DA POLÍTICA DE ATENDIMENTO

Capítulo I

DISPOSIÇÕES GERAIS

 

INTRODUÇÃO

Neste capítulo, dar-se-á início a parte especial do Estatuto que institui mecanismos para garantir, fazer valer, tornar eficaz, o mandamento do art. 227 da Constituição Federal. Por esta razão, o artigo 86 do Estatuto da Criança e do Adolescente discorre que a política de atendimento dos direitos da criança e do adolescente far-se-á por meio de um conjunto articulado de ações governamentais, da União, dos Estados, do Distrito Federal e dos Municípios; e ainda, ações não governamentais, com o apoio de entidades e ONGs que executam na promoção, proteção e defesa dos direitos da criança e do adolescente.

            Em outras palavras, o dispositivo supramencionado estabelece a importância das organizações não governamentais e a legitimidade de sua atuação em prol da defesa dos direitos da criança e do adolescente, que se articulará em pé de igualdade com as iniciativas governamentais. Com isso, a nova política que dimana do Estatuto, como norma geral federal, tem seu fundamento na Constituição Federal e realiza novo Direito através das linhas de ação e das diretrizes a seguir comentadas.

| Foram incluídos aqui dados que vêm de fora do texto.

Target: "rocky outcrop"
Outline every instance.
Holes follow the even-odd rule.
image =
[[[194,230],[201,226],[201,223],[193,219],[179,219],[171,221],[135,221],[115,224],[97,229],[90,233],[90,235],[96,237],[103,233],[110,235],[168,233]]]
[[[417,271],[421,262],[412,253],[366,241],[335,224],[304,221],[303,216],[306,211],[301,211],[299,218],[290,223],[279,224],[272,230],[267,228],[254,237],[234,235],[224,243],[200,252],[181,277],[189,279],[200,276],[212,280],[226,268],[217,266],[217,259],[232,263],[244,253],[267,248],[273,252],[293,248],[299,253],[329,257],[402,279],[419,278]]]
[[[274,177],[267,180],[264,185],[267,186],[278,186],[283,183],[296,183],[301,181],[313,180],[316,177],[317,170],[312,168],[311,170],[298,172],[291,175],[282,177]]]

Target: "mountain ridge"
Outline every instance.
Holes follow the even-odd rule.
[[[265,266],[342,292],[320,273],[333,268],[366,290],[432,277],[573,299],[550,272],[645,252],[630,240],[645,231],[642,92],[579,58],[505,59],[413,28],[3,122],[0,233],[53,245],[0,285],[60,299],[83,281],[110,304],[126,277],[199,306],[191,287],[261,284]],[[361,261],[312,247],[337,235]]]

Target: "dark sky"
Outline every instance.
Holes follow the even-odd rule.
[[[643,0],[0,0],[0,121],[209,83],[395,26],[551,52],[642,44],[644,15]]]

            Com efeito, a política de atendimento, que abrange a promoção, prevenção, proteção e defesa dos direitos da criança e do adolescente, é viabilizada através de uma multiplicidade de ações especificas e complementar na área das políticas sociais básicas, serviços de prevenção, assistência supletiva, proteção jurídico-social e defesa dos direitos.

            Para tanto, a prestação de serviços direcionados às crianças e aos adolescentes se fará em níveis federal, estadual e municipal, cada um obtendo suas respectivas particularidades para a garantia dos direitos inerentes a este grupo social. Isto é, as organizações governamentais e as entidades não governamentais que assumem a responsabilidade pelo oferecimento destes serviços estão revestidas de características diferentes: a iniciativa poderá ser de origem governamental ou não governamental, comunitária ou particular; a motivação e ou razão de seus integrantes pode ter caráter profissional, religioso ou militante; a sua forma de atuação pode ser diferente, bem como suas potencialidades e limitações.

            A articulação interinstitucional exige o reconhecimento destas divergências e a habilidade de conjuga-las positivamente, através do desenvolvimento de ações convergentes, complementares ou conjuntas, em função do atendimento às necessidades da criança e do adolescente, entendido pelo Estatuto como sujeitos de direitos, ao serviço dos quais as instituições públicas, comunitárias e particulares devem-se colocar.

            Posto isso, observa-se, também, a extrema importância da responsabilidade cabível à União para formulação de normas gerais e de organização da política de atendimento. Sendo assim, a efetivação direta concerne aos estados e municípios, que devem, com êxito, colocar as normas e políticas sociais adequadas em prática.  

 

  1. Linhas de ação da política de atendimento

O Estatuto da Criança e do Adolescente institui, juridicamente, o que ele denomina de linhas de ação de política de atendimento. Isto é, são políticas sociais reconhecidas como necessárias ao desenvolvimento do menor, e, ainda, os direitos da criança e do adolescente são garantidos mediante conjunto de ações da sociedade e do Estado, divididas em grandes linhas.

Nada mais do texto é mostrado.